L’air était devenu tiède et les bruits de la ville nous arrivaient portés par des émanations fades. Paris nous apparut de nouveau ; nous étions au-dessus de la Bastille. L’humidité avait chargé notre ballon et nous redescendions.

Il fallait de nouveau jeter du lest. Doña Sol réclama le plaisir d’ouvrir le sac et de couvrir de sable l’impudent génie de la Liberté. Une famille anglaise qui prenait l’air au balcon de la Colonne fut aveuglée par notre lest. Le père regarda d’un air courroucé l’élégant génie, croyant à une mauvaise plaisanterie de sa part. Mais celui-ci, la jambe en l’air, le bras arrondi, continuait ses grâces avec une désinvolture toute française.

Le sac vidé, nous remontâmes avec rapidité ; puis, ayant rencontré un courant plus vif, l’aérostat se mit à marcher avec une vitesse relative, mais qui nous semblait extrême, vu la lenteur avec laquelle nous avions voyagé jusqu’ici.

La ville se déroulait au-dessous de nous, estompée par l’heure grise. Les rues me semblaient être de longues couleuvres, les boulevards d’immenses boas au repos. La Villette, au loin, avec ses cloches à gaz ressemblait à un cimetière calciné. Le ballon s’arrêta un instant, planant au dessus d’un monument bizarre. On eût dit une roue gigantesque. Clairin, prenant la longue-vue, reconnut la Roquette. C’était l’heure de la promenade. Tous ces pauvres diables regardaient le ballon, ce fils des airs, emblème de la plus absolue liberté. Ils étaient là les yeux fixés sur l’aérostat, les bras ballants. Doña Sol regardait dans la longue-vue et exprimait tout haut les sensations diverses qui l’agitaient. L’un des condamnés, se promenant dans un étroit préau, s’appuya contre le mur et se prit à pleurer. Qui sait ? Peut-être attendait-il la mort, lui qui voyait là-haut la vie, le soleil, la liberté !
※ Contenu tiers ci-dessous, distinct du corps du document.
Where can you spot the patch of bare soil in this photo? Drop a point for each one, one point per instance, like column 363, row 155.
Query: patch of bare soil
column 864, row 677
Nous reprîmes alors notre vol vers le ciel. Les voyageurs étaient un peu tristes. Le vent nous poussant, nous traversâmes le cimetière du Père Lachaise. Georges Clairin et doña Sol saluèrent en passant les tombes amies : la jeune femme effeuilla son bouquet de corsage et les blancs pétales tombèrent au hasard dans le champ de repos.

Un grand voile blanc enveloppait majestueusement le cimetière. Le ballon entra dans les plis du voile et marcha de nouveau en faisant de petits circuits. Vingt minutes après, sortant encore des limbes, nous aperçûmes Vincen

nes. Il était six heures et demie et la faim se faisait sentir dans la nacelle. Comme chaise de bois, mon estomac ne réclamait rien ; mais les trois voyageurs n’étaient pas de même. On décrocha le petit panier ventru. Doña Sol s’assit au fond de la nacelle et prépara des tartines de foie gras. Louis Godard debout, une bouteille de vin de Champagne en main, fit sauter le bouchon qui alla se perdre dans les régions éthérées. La détonation se répercuta de nuages en nuages ; un jet mousseux s’échappa de la bouteille, un flocon qui passait but à longs traits l’écume blanche et s’en alla porter l’ivresse dans le ciel. Alors tous les nuages se mirent à voltiger, se baisant, se choquant, se brisant et nous enveloppant entièrement de leur ivresse céleste.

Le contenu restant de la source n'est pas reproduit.